Receitas crescem, mas sobra cada vez menos para pagar despesas financeiras

Neo Química Arena, estádio do Corinthians localizado no bairro de Itaquera, na zona leste de São Paulo. Foto: José Manoel Idalgo/ Ag. Corinthians
Neo Química Arena, estádio do Corinthians localizado no bairro de Itaquera, na zona leste de São Paulo. Foto: José Manoel Idalgo/ Ag. Corinthians

Vamos imaginar que, num período de 7 anos, um determinado clube de futebol tenha conquistado sua primeira Copa Libertadores, um Mundial de Clubes, três campeonatos brasileiros.
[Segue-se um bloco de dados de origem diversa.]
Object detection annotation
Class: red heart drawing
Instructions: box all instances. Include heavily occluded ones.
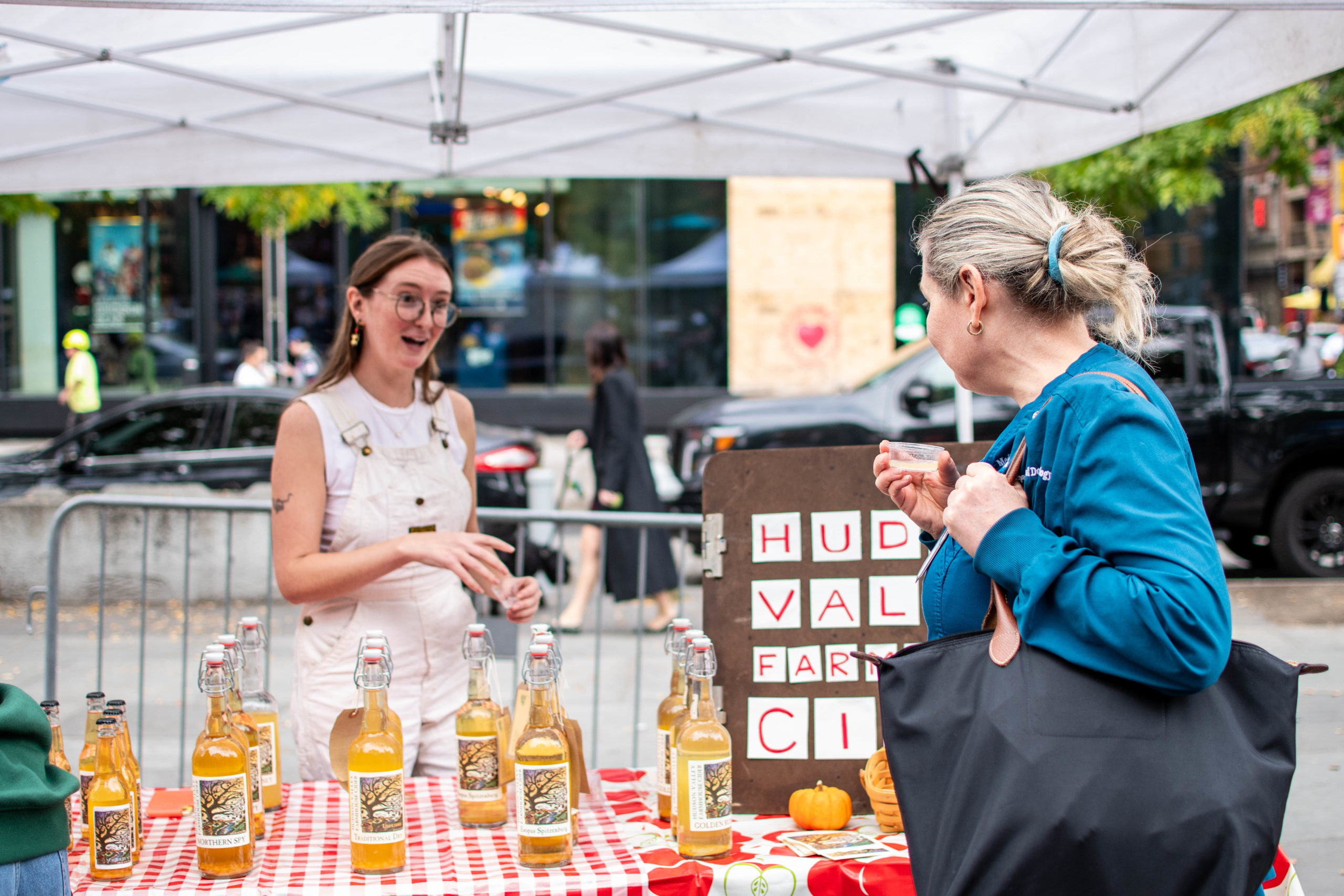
[799,324,826,348]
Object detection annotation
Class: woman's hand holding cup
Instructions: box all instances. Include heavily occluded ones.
[872,439,958,535]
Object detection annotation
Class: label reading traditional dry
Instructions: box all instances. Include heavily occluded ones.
[457,735,504,803]
[79,768,93,827]
[350,769,406,844]
[191,773,251,849]
[257,721,279,787]
[513,762,570,837]
[686,756,732,830]
[89,803,136,870]
[656,728,672,797]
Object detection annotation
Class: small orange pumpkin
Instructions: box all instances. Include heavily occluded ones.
[789,781,854,830]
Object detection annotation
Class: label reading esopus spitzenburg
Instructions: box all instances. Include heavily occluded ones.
[457,735,504,803]
[513,762,570,837]
[191,771,251,849]
[350,769,406,844]
[89,803,136,870]
[686,756,732,830]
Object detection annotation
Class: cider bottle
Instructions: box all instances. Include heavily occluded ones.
[215,634,266,840]
[676,638,732,858]
[653,618,691,821]
[237,617,284,811]
[457,623,508,827]
[668,629,704,841]
[346,650,406,874]
[513,644,574,868]
[79,690,106,840]
[102,707,144,862]
[87,718,136,880]
[41,700,75,846]
[191,650,253,879]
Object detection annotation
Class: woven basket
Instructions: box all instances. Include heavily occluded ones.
[859,750,906,834]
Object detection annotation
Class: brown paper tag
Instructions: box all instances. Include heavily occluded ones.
[564,719,589,794]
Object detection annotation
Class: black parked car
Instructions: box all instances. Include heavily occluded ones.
[669,307,1344,577]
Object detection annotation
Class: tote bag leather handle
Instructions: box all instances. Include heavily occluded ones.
[981,371,1148,666]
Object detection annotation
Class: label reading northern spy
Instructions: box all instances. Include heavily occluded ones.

Este time construíu uma das mais bem-sucedidas estratégias de marketing no futebol. Este time, aliás, ele é o único que, de fato, conseguiu com que patrocinadores tenham pago os salários de um astro. Agora, 12 anos depois do início dessa história, e 6 após o último título, este clube enfrenta uma situação financeira que transforma a gestão diária num eterno apagar de incêndios, que compromete a capacidade competitiva. Sim, estou falando da dívida do Corinthians.

Evolução da dívida do Corinthians

Vamos ao quadro de evolução desde 2012. Lembrando que em 2011 o clube foi campeão brasileiro e em 2012 foi da Libertadores e Mundial.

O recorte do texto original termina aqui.